Simpson's method to integrate real valued functions with CUDA

I'm trying to code integration by Simpson's method in CUDA.
This is the formula for Simpson's rule
where x_k = a + k*h.
Here's my code
__device__ void initThreadBounds(int *n_start, int *n_end, int n,
int totalBlocks, int blockWidth)
{
int threadId = blockWidth * blockIdx.x + threadIdx.x;
int nextThreadId = threadId + 1;
int threads = blockWidth * totalBlocks;
*n_start = (threadId * n)/ threads;
*n_end = (nextThreadId * n)/ threads;
}
__device__ float reg_func (float x)
{
return x;
}
typedef float (*p_func) (float);
__device__ p_func integrale_f = reg_func;
__device__ void integralSimpsonMethod(int totalBlocks, int totalThreads,
double a, double b, int n, float p_function(float), float* result)
{
*result = 0;
float h = (b - a)/n;
//*result = p_function(a)+p_function(a + h * n);
//parallel
int idx_start;
int idx_end;
initThreadBounds(&idx_start, &idx_end, n-1, totalBlocks, totalThreads);
//parallel_ends
for (int i = idx_start; i < idx_end; i+=2) {
*result += ( p_function(a + h*(i-1)) +
4 * p_function(a + h*(i)) +
p_function(a + h*(i+1)) ) * h/3;
}
}
__global__ void integralSimpson(int totalBlocks, int totalThreads, float* result)
{
float res = 0;
integralSimpsonMethod(totalBlocks, totalThreads, 0, 10, 1000, integrale_f, &res);
result[(blockIdx.x*totalThreads + threadIdx.x)] = res;
//printf ("Simpson method\n");
}
__host__ void inttest()
{
const int blocksNum = 32;
const int threadNum = 32;
float *device_resultf;
float host_resultf[threadNum*blocksNum]={0};
cudaMalloc((void**) &device_resultf, sizeof(float)*threadNum*blocksNum);
integralSimpson<<<blocksNum, threadNum>>>(blocksNum, threadNum, device_resultf);
cudaThreadSynchronize();
cudaMemcpy(host_resultf, device_resultf, sizeof(float) *threadNum*blocksNum,
cudaMemcpyDeviceToHost);
float sum = 0;
for (int i = 0; i != blocksNum*threadNum; ++i) {
sum += host_resultf[i];
// printf ("result in %i cell = %f \n", i, host_resultf[i]);
}
printf ("sum = %f \n", sum);
cudaFree(device_resultf);
}
int main(int argc, char* argv[])
{
inttest();
int i;
scanf ("%d",&i);
}
The problem is: it works wrong when n is lower than 100000. For an integral from 0 to 10, the result is ~99, but when n = 100000 or larger it works fine and the result is ~50.
What's wrong, guys?
The basic problem here is that you don't understand your own algorithm.
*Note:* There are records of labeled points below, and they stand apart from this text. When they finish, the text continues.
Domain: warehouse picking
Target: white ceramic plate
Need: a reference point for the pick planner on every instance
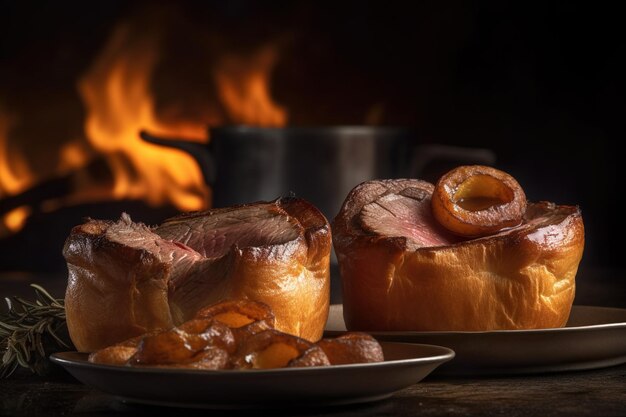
(404, 365)
(594, 337)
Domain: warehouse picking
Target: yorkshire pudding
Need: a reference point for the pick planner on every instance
(126, 279)
(401, 270)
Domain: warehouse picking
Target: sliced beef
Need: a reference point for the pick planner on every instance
(126, 278)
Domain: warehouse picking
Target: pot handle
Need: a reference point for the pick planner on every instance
(199, 151)
(424, 155)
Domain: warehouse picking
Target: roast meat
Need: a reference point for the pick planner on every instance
(402, 271)
(126, 278)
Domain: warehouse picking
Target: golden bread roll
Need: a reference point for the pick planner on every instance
(403, 271)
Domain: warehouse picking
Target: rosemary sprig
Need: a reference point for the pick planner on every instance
(30, 331)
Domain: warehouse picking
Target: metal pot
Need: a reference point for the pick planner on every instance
(320, 164)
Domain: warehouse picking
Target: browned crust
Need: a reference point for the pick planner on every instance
(519, 279)
(116, 292)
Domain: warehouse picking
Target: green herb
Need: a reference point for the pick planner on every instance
(30, 331)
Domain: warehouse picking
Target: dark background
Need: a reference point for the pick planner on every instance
(540, 84)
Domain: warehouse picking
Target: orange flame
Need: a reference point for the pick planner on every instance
(119, 104)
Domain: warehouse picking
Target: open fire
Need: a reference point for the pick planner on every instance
(119, 99)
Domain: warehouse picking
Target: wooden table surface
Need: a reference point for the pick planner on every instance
(597, 392)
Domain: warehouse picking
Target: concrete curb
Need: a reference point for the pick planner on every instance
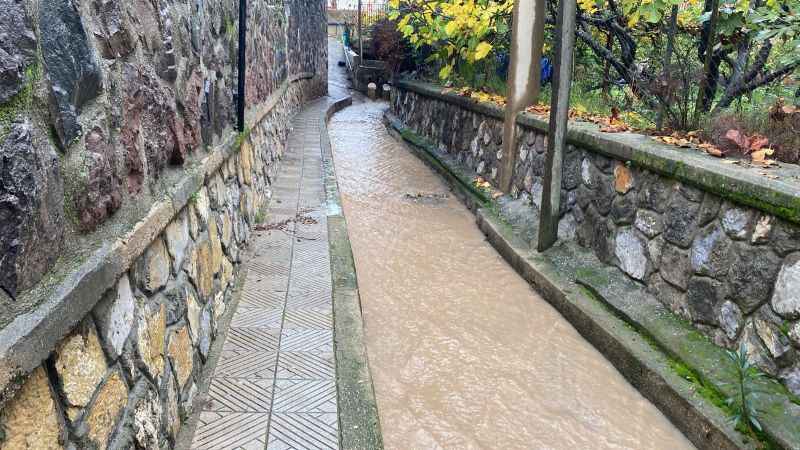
(646, 368)
(738, 184)
(359, 423)
(30, 338)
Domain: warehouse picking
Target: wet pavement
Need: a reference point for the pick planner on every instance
(464, 354)
(273, 385)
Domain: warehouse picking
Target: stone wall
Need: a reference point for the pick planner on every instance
(126, 200)
(731, 269)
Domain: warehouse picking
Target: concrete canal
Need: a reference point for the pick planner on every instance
(464, 354)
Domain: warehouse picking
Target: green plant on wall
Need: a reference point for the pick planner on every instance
(745, 414)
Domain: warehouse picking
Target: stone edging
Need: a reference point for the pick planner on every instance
(647, 370)
(359, 423)
(30, 338)
(737, 184)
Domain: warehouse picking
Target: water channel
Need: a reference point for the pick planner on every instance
(464, 354)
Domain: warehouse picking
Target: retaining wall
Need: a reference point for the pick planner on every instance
(127, 199)
(717, 243)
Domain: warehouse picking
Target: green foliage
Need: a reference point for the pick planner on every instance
(464, 37)
(744, 412)
(22, 101)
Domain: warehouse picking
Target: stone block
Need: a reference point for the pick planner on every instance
(151, 130)
(623, 209)
(680, 221)
(246, 163)
(785, 237)
(177, 238)
(762, 230)
(631, 251)
(80, 365)
(650, 223)
(94, 185)
(216, 245)
(71, 69)
(709, 209)
(669, 296)
(201, 270)
(152, 269)
(752, 275)
(111, 30)
(623, 178)
(737, 222)
(31, 419)
(776, 343)
(17, 48)
(730, 319)
(106, 409)
(181, 354)
(31, 207)
(703, 295)
(147, 414)
(711, 253)
(655, 192)
(115, 316)
(786, 298)
(151, 332)
(675, 266)
(756, 353)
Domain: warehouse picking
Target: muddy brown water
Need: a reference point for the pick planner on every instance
(464, 354)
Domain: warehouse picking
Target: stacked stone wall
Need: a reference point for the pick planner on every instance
(730, 269)
(127, 199)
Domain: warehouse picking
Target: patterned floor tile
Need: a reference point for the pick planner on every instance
(306, 365)
(257, 318)
(261, 298)
(252, 340)
(303, 432)
(231, 431)
(240, 395)
(238, 364)
(303, 340)
(309, 396)
(311, 319)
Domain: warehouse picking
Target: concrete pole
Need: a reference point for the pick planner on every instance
(524, 77)
(242, 64)
(557, 133)
(360, 35)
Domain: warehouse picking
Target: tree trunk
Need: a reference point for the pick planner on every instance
(711, 38)
(667, 77)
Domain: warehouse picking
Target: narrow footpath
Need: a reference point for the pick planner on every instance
(273, 385)
(464, 354)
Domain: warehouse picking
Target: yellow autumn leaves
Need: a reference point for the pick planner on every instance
(460, 31)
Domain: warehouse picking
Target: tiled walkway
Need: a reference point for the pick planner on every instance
(274, 384)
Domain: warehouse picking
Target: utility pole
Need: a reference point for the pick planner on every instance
(242, 63)
(557, 133)
(524, 77)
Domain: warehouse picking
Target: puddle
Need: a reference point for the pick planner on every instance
(463, 353)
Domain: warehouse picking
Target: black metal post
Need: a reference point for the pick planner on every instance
(559, 117)
(242, 62)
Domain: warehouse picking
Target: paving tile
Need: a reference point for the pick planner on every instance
(241, 395)
(246, 364)
(257, 318)
(320, 318)
(231, 431)
(274, 383)
(305, 340)
(307, 396)
(302, 431)
(252, 340)
(310, 365)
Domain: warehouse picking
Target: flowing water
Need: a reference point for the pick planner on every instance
(464, 354)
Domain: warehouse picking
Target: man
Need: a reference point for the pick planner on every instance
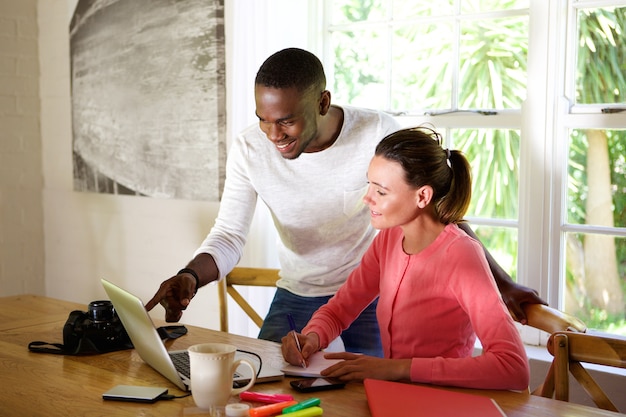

Your integralSimpsonMethod() function is designed such that each thread is sampling at least 3 quadrature points per sub-interval in the integral domain. Therefore, if you choose n so that it is less than four times the number of threads in the kernel call, it is inevitable that each sub interval will overlap and the resulting integral will be incorrect. You need to make sure that the code checks and scales the thread count or n so that they don't produce overlap when the integral is computed.
If you are doing this for anything other than self-edification, then I recommend you look up the composite version of Simpson's rule. This is much better suited to parallel implementation and will be considerably more performant if implemented correctly.
I would propose an approach to Simpson's integration by using CUDA Thrust. You basically need five steps:
Generate the Simpson's quadrature weights;
Generate the function sampling points;
Generate the function values;
Calculate the elementwise product between the quadrature weights and the function values;
Sum the above products.
Step #1 requires creating an array with elements repeated many times, namely, 1 4 2 4 2 4 ... 1 for the Simpson's case. This can be accomplished by borrowing Robert Crovella's approach in cuda thrust library repeat vector multiple times.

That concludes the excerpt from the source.